Below, we have defined a network that we'll use for our text classification task. The network consists of 3 layers (One embedding and two linear).
The first layer of our network is the embedding layer. We have created an embedding layer using Embed() constructor available from haiku. We have given vocab size and embedding length to the constructor. The embedding length is set at 50 which means that each word index will have a real-valued vector of length 50. The constructor will internally create a weight matrix of shape (vocab_size, embed_len). As all of our examples are simple word indexes, the embedding for words will be retrieved by simply integer indexing this embedding matrix (E.g, let's say 'the' word has index 2, then embedding of 'the' will be 'weight_matrix[2]'). The input data shape to embedding layer is (batch_size, max_tokens) = (batch_size, 50) and output data shape is (batch_size, max_tokens, embed_len) = (batch_size, 50, 50).
The output of embedding layer is flattened as per our approach. This will transform shape from (batch_size, 50, 50) to (batch_size, 50 x 50) = (batch_size, 2500).
The flattened output will be given to our first linear layer which has 128 output units. The linear layer will process input data and will return the output of shape (batch_size, 128).
The output of the first linear layer is given to the second linear layer which has 4 output units (same as no of target classes). The output of the second linear layer is a prediction of our network.

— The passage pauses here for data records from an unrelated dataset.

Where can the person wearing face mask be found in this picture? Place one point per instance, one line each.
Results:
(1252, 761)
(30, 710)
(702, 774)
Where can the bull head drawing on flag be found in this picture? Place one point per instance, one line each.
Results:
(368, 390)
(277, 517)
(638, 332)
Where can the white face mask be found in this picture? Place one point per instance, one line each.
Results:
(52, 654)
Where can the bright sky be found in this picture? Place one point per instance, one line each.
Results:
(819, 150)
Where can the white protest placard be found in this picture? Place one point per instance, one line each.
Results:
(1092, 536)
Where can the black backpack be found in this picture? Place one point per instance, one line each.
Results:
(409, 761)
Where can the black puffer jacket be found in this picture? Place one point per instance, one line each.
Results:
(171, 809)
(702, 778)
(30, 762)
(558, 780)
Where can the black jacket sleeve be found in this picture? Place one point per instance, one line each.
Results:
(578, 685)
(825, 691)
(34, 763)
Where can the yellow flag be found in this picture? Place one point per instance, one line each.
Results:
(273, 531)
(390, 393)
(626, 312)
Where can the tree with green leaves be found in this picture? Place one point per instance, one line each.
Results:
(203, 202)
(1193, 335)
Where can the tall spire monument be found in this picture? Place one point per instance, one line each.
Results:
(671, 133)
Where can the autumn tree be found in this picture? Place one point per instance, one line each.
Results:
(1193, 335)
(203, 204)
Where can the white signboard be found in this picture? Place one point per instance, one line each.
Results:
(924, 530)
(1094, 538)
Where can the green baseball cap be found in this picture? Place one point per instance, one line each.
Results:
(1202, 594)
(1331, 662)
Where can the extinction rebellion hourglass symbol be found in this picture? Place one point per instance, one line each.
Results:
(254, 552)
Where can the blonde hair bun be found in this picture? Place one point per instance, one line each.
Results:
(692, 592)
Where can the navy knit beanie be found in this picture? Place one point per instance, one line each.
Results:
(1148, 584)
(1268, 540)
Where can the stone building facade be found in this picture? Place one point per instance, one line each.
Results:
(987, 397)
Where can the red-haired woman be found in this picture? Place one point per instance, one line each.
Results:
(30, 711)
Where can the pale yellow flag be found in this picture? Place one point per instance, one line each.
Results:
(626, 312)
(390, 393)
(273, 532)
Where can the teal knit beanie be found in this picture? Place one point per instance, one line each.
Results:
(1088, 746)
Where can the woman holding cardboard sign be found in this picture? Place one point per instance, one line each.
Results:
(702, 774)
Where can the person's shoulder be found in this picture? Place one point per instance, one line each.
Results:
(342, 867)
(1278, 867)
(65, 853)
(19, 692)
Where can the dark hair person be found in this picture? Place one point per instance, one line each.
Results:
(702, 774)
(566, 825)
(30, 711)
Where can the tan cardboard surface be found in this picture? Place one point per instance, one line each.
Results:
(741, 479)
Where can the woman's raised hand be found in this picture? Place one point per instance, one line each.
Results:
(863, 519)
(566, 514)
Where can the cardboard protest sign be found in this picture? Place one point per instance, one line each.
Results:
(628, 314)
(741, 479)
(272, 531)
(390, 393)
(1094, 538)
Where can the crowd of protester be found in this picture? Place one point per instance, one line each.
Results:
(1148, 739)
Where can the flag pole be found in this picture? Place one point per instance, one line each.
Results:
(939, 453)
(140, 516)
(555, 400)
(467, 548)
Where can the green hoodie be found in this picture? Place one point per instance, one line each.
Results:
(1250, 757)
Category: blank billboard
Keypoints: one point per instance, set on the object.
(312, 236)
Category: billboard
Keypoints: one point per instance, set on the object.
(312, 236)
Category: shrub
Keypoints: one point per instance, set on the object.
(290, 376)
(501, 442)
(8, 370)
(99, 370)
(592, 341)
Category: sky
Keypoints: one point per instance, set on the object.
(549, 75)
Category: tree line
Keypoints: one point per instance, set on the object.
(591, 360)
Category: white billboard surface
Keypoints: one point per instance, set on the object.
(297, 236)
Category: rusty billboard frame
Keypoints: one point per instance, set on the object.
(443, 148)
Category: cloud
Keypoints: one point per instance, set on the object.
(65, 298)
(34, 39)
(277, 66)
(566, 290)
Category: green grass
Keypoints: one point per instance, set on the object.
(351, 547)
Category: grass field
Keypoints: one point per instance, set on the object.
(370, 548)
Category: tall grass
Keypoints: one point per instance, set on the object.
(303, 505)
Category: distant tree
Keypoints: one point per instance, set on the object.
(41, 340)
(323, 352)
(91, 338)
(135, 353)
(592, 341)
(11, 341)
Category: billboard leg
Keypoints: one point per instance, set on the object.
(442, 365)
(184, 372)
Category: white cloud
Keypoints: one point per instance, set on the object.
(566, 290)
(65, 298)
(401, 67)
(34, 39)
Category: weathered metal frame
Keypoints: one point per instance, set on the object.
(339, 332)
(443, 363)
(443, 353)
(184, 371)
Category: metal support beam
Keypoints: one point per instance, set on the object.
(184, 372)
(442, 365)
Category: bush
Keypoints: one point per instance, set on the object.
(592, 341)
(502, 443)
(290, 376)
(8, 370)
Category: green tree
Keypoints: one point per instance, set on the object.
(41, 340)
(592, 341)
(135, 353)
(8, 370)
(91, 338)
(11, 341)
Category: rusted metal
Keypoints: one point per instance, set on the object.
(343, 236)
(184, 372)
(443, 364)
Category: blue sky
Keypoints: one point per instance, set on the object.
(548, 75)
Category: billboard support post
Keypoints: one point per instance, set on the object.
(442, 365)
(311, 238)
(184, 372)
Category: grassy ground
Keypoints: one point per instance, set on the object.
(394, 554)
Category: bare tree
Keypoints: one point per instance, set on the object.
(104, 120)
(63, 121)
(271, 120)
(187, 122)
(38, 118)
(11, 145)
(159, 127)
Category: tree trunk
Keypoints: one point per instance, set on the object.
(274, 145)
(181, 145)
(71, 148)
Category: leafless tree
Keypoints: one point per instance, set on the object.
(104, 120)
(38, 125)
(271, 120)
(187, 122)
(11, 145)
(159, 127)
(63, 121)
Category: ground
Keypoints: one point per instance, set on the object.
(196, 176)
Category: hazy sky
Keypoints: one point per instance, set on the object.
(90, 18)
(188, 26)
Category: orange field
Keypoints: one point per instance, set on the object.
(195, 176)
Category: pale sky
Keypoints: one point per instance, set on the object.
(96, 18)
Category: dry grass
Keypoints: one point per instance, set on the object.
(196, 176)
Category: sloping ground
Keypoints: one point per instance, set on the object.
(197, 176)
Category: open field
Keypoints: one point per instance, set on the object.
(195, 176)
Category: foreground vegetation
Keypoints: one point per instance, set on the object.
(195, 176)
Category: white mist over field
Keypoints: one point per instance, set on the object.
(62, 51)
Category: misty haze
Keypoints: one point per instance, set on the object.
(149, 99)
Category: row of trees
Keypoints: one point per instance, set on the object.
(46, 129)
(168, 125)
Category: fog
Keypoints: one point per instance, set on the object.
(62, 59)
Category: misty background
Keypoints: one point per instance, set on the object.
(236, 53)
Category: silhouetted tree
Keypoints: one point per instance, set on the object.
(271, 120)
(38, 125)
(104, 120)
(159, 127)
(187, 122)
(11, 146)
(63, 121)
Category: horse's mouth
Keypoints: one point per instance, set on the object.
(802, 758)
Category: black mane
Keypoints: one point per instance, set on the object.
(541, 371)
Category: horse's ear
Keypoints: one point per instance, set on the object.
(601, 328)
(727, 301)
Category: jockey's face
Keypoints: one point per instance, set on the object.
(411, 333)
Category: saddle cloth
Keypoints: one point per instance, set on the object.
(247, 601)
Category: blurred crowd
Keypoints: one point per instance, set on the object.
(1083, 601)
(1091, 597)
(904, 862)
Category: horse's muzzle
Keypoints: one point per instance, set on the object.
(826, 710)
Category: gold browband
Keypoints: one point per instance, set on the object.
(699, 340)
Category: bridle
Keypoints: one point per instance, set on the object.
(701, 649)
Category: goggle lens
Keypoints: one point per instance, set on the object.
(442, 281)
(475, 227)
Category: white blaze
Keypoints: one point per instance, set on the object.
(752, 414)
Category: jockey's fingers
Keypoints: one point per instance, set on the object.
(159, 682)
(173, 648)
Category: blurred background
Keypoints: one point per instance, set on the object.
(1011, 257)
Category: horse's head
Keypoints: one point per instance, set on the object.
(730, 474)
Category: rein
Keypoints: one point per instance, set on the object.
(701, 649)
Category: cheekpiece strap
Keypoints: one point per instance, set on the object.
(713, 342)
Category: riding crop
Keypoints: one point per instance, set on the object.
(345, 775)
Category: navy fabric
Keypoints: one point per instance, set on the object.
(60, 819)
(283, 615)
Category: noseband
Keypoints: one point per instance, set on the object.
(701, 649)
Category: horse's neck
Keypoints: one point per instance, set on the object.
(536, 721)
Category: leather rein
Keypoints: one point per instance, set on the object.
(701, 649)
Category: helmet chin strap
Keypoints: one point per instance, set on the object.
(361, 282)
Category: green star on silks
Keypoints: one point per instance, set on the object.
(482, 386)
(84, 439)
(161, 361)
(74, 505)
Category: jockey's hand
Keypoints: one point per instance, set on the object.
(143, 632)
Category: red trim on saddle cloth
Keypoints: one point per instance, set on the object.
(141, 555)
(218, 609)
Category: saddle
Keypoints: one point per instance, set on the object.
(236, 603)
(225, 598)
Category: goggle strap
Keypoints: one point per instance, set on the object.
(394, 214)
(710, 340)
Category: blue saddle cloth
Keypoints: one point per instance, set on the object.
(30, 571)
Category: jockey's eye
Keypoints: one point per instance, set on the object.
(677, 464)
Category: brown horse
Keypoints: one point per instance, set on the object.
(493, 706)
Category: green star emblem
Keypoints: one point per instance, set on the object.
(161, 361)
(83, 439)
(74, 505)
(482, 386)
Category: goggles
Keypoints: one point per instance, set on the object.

After defining the network, we have transformed it to a pure JAX function (using hk.transform()) and initialized it. After initializing, we have printed the shape of weights/biases of layers of network and performed a forward pass through the network to make predictions for verification purposes.
If you are someone who is new to Haiku and want to learn how to create a neural network using it then we recommend that you go through our below tutorial. It'll get you started with haiku.
embed_len = 50
class EmbeddingClassifier(hk.Module):
def __init__(self):
super().__init__(name="EmbeddingClassifier")
self.embedding = hk.Embed(vocab_size=len(tokenizer.word_index)+1, embed_dim=embed_len, name="Word_Embeddings")
self.linear1 = hk.Linear(128, name="Dense1")
self.linear2 = hk.Linear(len(target_classes), name="Dense2")
self.flatten = hk.Flatten()
def __call__(self, X_batch):
x = self.embedding(X_batch) ## (batch_size, max_tokens, embed_len) = (1024, 50, 50)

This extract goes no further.